Data2003_1-Data2003_2
:::
Each row of data is made of two sets, so I'd like to split into two columns the data, keeping each header in this way
Block1 | Block2 | Block3 ...
Header1 | Header1
Header2 1_1 | Header2 1_2 | Header2 2_1 | Header2 2_2
Header3 | Header3
Data1_1 | Data1_2 | Data1002_1 | Data1002_2
... | ...
Data1001_1 | Data1001_2 | Data2003_1 | Data2003_2
I tried with reshape but without success:
filename = 'text.txt';
data = splitlines(filename);
NRows = 1001;
NumBlocks = length(data)/NRows
Data_Reshaped = reshape(data,NRows,NumBlocks);
but it works partially, because I obtain a 1001 x 12 cell array and each cell has
Data1_1-Data1_2
with the -
as delimiter. How can I split again this cell into two columns in ordered way and get a 1001x24 cell arrays?
Than the result should be exported in excel but I guess writetable
function should do the job.
You need to do three things to make your data flat/uniform enough to put into Excel
Split the single-header rows into two headers, the 2nd of which is just an empty string but you need two columns so you can stack with others properly
Split the two-header row into two headers, using ,
as the delimiter
Split the data rows into two, using -
as the delimiter
I've created an example (at the bottom of this answer) with 3 data rows for testing:
First, read in the data
% Use fileread to get the entire file contents, split on newlines
dat = fileread( 'text.txt' );
dat = splitlines( dat );
% Define the schema for this data: 3 header rows then 3 data rows
nHeaders = 3;
nDataRows = 3;
nPerBlock = nHeaders + nDataRows;
% Do an initial reshape to get each "block" into its own column of the cell
dat = reshape( dat, nPerBlock, [] );
Now we can do the numbered operations above to get a cell array with two-columns per cell:
% Split single-item headers from 'Header1' into {'Header1',''}
dat([1,3],:) = cellfun( @(x) {x,''}, dat([1,3],:), 'uni', 0 );
% Split two-item headers from 'Header2 2_1,Header2 2_2' into {'Header2 2_1','Header2 2_2'}
dat(2,:) = cellfun( @(x) strsplit( x, ',' ), dat(2,:), 'uni', 0 );
% Split the data from 'Data1_1-Data1_2' into {'Data1_1','Data1_2'}
dat(nHeaders+1:end,:) = cellfun( @(x) strsplit( x, '-' ), dat(nHeaders+1:end,:), 'uni', 0 );
Now you need to do a final bit of restructuring to expand and flatten the cell array:
dat = arrayfun( @(r) [dat{r,:}], 1:size(dat,1), 'uni', 0 );
dat = vertcat( dat{:} );
Final output:
Since your data is a cell array rather than a table at this point (despite looking a bit like a table), you probably want to use writecell()

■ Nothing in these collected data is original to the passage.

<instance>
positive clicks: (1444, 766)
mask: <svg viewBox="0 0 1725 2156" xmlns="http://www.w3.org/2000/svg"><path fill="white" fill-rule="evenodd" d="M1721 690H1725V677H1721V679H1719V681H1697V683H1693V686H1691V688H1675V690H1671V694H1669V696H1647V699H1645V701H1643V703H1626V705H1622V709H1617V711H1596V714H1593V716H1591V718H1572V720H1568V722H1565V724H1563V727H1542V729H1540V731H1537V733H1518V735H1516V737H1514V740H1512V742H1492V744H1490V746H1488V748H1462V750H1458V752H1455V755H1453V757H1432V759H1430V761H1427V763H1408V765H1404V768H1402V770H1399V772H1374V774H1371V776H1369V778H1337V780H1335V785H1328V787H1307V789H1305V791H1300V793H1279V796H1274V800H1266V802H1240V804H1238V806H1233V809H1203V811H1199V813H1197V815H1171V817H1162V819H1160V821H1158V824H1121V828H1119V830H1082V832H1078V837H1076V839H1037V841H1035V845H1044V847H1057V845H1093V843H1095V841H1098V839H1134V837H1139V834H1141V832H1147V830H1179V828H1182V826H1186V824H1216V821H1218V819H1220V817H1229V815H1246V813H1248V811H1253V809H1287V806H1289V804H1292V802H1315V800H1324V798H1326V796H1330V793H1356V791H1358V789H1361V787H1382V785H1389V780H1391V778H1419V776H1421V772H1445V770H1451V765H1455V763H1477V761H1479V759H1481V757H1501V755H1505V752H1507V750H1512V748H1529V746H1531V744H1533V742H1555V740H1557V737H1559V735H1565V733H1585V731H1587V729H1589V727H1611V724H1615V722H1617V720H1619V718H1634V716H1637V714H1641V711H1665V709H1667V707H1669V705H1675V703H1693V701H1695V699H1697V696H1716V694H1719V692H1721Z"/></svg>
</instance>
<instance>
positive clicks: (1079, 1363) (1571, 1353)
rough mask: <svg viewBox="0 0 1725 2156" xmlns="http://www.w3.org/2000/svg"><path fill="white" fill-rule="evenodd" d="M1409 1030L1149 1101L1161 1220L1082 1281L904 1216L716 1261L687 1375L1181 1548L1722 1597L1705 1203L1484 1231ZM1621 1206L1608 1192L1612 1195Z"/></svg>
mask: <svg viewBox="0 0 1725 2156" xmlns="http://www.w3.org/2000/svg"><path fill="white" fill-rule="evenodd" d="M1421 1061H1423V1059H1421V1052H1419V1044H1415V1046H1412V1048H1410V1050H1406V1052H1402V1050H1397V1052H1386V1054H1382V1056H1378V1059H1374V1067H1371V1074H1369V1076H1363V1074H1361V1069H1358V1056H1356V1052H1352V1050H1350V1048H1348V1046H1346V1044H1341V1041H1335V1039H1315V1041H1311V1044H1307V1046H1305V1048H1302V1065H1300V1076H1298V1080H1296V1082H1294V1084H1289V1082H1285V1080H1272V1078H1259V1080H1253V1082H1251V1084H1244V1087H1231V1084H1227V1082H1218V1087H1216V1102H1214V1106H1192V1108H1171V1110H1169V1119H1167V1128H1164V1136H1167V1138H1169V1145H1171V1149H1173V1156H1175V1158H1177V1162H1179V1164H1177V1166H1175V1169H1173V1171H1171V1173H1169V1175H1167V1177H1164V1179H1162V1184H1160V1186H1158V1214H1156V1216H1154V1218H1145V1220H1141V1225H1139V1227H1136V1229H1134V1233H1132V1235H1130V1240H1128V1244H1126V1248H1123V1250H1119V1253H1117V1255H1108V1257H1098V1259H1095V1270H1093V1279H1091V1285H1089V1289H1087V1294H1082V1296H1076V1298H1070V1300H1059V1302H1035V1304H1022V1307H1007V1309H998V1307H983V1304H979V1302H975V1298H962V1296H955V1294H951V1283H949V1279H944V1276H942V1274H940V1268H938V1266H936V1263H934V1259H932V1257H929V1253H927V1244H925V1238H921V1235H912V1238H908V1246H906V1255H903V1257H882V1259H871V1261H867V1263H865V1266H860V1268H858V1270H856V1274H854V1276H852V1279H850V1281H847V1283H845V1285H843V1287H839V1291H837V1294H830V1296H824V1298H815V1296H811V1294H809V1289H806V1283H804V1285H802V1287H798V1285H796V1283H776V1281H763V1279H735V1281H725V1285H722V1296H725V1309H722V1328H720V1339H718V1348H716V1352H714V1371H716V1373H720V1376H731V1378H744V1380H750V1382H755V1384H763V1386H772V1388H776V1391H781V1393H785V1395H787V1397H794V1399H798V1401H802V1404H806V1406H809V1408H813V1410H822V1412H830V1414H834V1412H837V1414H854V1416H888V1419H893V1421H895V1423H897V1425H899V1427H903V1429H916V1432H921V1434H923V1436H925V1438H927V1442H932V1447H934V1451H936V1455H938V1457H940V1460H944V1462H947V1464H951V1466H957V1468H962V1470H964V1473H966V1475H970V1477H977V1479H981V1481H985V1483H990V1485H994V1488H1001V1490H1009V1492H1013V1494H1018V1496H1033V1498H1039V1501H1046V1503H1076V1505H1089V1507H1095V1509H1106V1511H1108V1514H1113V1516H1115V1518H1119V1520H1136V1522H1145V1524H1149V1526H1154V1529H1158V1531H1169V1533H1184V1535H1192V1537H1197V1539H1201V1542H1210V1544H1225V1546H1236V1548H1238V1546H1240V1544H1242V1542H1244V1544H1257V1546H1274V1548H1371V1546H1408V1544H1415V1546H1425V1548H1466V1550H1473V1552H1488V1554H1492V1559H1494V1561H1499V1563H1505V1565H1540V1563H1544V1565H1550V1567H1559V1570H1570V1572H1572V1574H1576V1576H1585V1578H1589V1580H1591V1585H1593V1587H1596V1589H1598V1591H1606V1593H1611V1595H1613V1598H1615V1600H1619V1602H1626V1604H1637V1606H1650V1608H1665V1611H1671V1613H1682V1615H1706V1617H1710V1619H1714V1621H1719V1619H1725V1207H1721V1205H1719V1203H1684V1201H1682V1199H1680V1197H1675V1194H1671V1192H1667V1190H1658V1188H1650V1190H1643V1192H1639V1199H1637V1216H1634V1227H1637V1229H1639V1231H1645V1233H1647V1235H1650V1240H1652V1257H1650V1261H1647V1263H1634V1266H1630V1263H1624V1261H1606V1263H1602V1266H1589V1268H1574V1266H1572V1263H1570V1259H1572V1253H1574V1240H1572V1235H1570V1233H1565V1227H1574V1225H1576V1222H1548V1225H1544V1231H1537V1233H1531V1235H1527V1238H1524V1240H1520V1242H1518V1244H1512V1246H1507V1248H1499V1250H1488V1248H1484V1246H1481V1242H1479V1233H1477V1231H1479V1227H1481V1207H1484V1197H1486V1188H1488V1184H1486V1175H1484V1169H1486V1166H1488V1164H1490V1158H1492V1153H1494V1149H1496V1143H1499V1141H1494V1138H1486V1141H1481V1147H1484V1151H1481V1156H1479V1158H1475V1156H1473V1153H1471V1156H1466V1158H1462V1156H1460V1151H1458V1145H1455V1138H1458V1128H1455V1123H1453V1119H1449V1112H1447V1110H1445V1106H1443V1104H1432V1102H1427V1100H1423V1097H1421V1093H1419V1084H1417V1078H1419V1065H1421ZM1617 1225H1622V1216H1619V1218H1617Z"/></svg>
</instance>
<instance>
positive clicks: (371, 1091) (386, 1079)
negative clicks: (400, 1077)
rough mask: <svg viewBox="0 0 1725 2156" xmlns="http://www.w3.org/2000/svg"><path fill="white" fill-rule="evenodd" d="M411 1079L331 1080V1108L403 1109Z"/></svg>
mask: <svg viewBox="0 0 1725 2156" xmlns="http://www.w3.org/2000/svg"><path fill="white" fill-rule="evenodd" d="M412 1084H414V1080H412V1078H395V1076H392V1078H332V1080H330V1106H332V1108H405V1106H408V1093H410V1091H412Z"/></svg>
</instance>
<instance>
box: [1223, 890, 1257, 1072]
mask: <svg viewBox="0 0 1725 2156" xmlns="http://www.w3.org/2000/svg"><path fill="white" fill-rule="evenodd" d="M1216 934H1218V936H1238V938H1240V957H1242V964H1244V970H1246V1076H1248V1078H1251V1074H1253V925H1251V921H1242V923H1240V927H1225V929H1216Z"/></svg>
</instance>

to write into Excel or a csv.
Example data text.txt
:
#Header1
#Header2 1_1,Header2 1_2
#Header3
Data1_1-Data1_2
Data2_1-Data2_2
Data3_1-Data3_2
#Header1
#Header2 2_1,Header2 2_2
#Header3
Data4_1-Data4_2
Data5_1-Data5_2
Data6_1-Data6_2
#Header1
#Header2 3_1,Header2 3_2
#Header3
Data7_1-Data7_2
Data8_1-Data8_2
Data9_1-Data9_2